An independent regulator, a new version of the fit and proper person’s test for prospective owners and a ‘golden share’ in their clubs for supporters.
Those are three of the ten recommendations that came from a fan-led review into football in 2021, and it has now been confirmed that the government has given the green light for each item on the agenda to be introduced.
While such governance and legislative matters do little to rev the engines of the average football supporter, it should be said that these sweeping changes could change the way that many of us enjoy the beautiful game for years to come.
The review involved fans from clubs all over the UK playing at different levels of the pyramid, with the whole process overseen by the government’s former sports minister Tracey Crouch. Her successor, of sorts, is the culture secretary Nadine Dorries, and she said of the changes to English football:
“The government took decisive action to conduct the fan-led review, and today we have endorsed every one of its ten strategic recommendations and the approach set out by Tracey Crouch.
“We are now committed to fundamental reform, putting football on a more sustainable financial path, strengthening corporate governance of clubs and increasing the influence fans have in the running of the national game.”
So how will each of the recommendations affect football in England?
An Independent Regulator
One of the perks for having an independent regulator in any industry or sector is that, when they are ran well, they hold all of the various stakeholders to account – without any concerns about bias or corruption. Take heed, international football.
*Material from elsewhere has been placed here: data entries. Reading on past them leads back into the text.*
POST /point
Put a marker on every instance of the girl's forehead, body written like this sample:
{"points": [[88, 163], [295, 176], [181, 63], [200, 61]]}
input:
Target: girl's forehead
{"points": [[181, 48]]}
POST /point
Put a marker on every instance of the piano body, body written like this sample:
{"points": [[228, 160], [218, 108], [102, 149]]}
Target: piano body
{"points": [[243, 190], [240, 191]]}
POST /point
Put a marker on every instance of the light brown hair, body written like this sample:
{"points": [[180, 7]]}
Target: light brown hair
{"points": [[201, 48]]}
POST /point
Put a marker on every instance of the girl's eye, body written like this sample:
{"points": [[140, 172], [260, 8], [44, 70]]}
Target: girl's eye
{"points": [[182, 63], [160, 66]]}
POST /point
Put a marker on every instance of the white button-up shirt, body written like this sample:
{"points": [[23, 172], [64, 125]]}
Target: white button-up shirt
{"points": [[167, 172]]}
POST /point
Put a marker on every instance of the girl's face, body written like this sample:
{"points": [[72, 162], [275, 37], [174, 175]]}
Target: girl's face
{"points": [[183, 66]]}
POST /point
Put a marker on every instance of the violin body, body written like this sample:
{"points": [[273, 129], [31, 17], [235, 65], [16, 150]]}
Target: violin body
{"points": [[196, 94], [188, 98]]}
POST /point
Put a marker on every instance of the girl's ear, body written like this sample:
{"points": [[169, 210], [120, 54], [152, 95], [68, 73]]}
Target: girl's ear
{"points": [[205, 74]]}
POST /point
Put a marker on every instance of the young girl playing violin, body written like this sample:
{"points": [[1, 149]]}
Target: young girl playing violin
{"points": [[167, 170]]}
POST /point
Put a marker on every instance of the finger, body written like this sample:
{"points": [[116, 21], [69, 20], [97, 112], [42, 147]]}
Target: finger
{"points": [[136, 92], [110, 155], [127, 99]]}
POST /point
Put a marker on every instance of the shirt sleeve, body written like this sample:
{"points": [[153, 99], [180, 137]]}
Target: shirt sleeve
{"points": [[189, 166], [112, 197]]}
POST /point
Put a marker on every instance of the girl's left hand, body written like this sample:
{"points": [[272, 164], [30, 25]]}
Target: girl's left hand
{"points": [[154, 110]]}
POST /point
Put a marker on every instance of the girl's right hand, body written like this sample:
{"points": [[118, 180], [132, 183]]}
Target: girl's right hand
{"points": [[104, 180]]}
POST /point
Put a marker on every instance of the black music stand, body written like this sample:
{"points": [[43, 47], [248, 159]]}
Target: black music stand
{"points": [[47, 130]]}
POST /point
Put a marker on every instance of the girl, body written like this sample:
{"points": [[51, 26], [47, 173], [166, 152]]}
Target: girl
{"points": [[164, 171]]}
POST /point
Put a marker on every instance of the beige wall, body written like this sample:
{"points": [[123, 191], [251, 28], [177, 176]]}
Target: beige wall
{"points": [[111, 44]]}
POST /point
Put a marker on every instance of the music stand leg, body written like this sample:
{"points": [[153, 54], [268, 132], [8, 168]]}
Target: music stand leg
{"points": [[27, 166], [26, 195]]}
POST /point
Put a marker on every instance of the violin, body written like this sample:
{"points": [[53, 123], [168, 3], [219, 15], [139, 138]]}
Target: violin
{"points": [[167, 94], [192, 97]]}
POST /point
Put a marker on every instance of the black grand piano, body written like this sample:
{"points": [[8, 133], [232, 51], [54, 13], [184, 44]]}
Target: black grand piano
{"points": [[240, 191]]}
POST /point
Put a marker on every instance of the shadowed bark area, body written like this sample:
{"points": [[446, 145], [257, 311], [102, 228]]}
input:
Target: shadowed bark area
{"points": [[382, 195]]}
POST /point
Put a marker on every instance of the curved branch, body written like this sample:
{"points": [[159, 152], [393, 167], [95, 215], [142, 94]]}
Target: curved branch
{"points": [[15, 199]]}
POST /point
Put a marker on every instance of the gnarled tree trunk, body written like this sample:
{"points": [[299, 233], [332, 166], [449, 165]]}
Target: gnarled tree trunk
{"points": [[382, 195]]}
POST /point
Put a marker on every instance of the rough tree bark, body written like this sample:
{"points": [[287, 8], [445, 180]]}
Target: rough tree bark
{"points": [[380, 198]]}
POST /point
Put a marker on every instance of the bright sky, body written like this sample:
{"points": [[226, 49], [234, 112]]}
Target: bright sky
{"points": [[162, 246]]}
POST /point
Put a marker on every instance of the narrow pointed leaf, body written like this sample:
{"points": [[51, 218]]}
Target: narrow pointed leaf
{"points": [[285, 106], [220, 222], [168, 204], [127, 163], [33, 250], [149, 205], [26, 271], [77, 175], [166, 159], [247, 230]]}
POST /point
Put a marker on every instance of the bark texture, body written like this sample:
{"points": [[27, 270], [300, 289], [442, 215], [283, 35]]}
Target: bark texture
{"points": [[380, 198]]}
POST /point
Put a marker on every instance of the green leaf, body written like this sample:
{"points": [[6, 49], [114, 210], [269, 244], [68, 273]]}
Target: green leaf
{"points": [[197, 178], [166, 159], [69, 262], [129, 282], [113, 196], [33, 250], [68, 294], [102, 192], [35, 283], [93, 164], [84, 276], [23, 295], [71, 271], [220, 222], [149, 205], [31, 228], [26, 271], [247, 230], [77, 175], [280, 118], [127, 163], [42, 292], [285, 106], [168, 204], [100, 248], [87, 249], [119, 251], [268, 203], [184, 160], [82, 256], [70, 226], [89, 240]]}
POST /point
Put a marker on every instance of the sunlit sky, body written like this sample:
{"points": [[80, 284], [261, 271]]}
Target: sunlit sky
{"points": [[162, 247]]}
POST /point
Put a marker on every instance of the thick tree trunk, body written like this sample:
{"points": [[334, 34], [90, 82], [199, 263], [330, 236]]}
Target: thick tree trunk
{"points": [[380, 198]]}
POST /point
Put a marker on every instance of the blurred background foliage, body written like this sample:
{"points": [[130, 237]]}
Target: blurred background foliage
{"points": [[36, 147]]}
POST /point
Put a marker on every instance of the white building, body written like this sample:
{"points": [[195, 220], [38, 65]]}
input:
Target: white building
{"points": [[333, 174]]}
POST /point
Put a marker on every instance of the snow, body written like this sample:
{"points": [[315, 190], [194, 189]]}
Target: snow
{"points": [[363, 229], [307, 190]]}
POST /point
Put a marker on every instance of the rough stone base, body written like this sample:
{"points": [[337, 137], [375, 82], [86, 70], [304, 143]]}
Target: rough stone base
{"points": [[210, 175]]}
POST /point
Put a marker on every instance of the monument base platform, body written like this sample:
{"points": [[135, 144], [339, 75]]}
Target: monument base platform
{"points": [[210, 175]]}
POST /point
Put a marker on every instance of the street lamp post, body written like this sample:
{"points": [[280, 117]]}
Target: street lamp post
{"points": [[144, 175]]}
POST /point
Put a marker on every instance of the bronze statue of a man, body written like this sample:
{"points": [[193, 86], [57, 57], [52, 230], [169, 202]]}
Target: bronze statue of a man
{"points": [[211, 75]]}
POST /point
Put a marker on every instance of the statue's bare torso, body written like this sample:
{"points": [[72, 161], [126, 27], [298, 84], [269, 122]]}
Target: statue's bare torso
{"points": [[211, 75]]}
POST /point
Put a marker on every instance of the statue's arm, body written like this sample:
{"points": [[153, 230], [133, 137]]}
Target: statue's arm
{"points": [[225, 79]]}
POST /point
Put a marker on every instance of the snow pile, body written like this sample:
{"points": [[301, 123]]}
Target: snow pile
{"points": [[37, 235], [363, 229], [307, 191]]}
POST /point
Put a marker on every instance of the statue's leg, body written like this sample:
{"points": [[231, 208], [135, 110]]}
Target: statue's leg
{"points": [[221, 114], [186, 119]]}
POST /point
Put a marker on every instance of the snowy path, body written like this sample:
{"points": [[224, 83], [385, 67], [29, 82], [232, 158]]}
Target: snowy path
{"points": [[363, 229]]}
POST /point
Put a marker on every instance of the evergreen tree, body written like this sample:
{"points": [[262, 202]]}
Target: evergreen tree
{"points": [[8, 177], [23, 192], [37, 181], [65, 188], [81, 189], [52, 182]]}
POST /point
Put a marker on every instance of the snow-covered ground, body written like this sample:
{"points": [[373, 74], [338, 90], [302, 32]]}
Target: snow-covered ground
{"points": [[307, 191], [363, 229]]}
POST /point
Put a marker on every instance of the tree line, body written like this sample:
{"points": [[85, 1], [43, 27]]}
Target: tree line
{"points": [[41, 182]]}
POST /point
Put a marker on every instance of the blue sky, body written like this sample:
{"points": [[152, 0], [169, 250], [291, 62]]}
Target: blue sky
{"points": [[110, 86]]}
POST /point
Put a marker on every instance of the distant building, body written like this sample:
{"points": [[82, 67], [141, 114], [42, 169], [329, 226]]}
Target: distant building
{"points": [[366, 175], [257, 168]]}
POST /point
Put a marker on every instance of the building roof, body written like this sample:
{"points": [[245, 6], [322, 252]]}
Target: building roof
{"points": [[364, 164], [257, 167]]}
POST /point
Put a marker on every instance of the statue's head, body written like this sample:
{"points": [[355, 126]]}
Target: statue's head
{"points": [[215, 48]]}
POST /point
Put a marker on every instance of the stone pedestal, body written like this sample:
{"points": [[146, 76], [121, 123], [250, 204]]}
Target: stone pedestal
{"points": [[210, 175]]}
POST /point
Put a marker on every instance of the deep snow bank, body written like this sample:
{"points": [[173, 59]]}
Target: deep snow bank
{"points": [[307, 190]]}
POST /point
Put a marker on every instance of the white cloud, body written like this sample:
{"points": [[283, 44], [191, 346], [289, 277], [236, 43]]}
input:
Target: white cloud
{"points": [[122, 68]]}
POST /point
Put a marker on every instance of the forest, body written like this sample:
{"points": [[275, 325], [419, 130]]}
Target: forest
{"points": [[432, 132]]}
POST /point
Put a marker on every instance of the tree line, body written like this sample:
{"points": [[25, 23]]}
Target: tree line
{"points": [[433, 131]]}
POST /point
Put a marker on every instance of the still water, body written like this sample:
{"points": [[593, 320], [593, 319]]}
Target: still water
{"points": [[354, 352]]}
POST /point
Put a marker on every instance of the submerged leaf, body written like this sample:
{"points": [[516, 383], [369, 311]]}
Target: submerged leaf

While details of the new UK football regulator are limited, we do know that this was one of the key considerations from the fan-led review – an organisation that would diminish the power, somewhat, of the Football Association and the Premier League – who have lobbied extensively against an independent regulator, unsurprisingly.
One of the key functions of the regulator will be to do their best to instil financial stability up and down the English football pyramid. They will be handed full access to club accounts, and be handed extensive powers to investigate and sanction those that routinely fail financial considerations – something that those in charge have been reluctant to clamp down too firmly on.
Financial Fair Play (FFP) is set to be replaced in the coming seasons by a new set of rules detailed by UEFA, who will ban clubs from spending more than 70% of their revenue on ‘player costs’ – that is transfers, salaries and agent fees. The regulator will have the power to enact punishments to those that continue to ‘massage’ their spreadsheets.
However, the government has stopped short of eradicating parachute payments to relegated Premier League clubs, with the redistribution of wealth in English football not part of the new regulator’s remit.
A New Test of Ownership
It’s fairly evident that club owners wield too much power in the modern game, and that when they pull the plug on their investment so many proud outfits are left high and dry – take Oldham’s recent relegation, the first time the Latics have dropped out of the Football League, as evidence of that.
Many are also alarmed at where football’s new breed of investors are coming from, with the Saudi Arabian government’s takeover of Newcastle United – under the guise of the Public Investment Fund – the latest to confirm the imbalance in the modern game.
So the new independent regulator will be given the powers to apply their own suitability testing on individuals who want to buy a Premier League or EFL club.
That would include a new ‘integrity test’, which would wheedle out those seeking to invest who don’t have the best interests of their target club at heart. There will also be greater emphasis placed on the source of the prospective buyer’s finances – how and where do they make their money?
Fan Ownership & Control
Some slightly maniacal owners are able to take decisions that go against the history and tradition of the club they are buying – remember when Vincent Tan changed Cardiff City’s decades-old blue kit to a red strip simply because it was his lucky colour?
The new government-led rules will look to end such problems by handing supporters a so-called ‘golden share’ in their clubs – a move that would essentially veto kit colour changes, stadium moves and other such matters that fans currently don’t get a say on.
Each professional club will also have a ‘shadow’ board of fan directors, who would be able to feed their opinions into the main board for consideration.
Steps will be made to make football boardrooms more inclusive, with greater equality and diversity on the menu.
These three changes could help to shape English football for the better for years to come.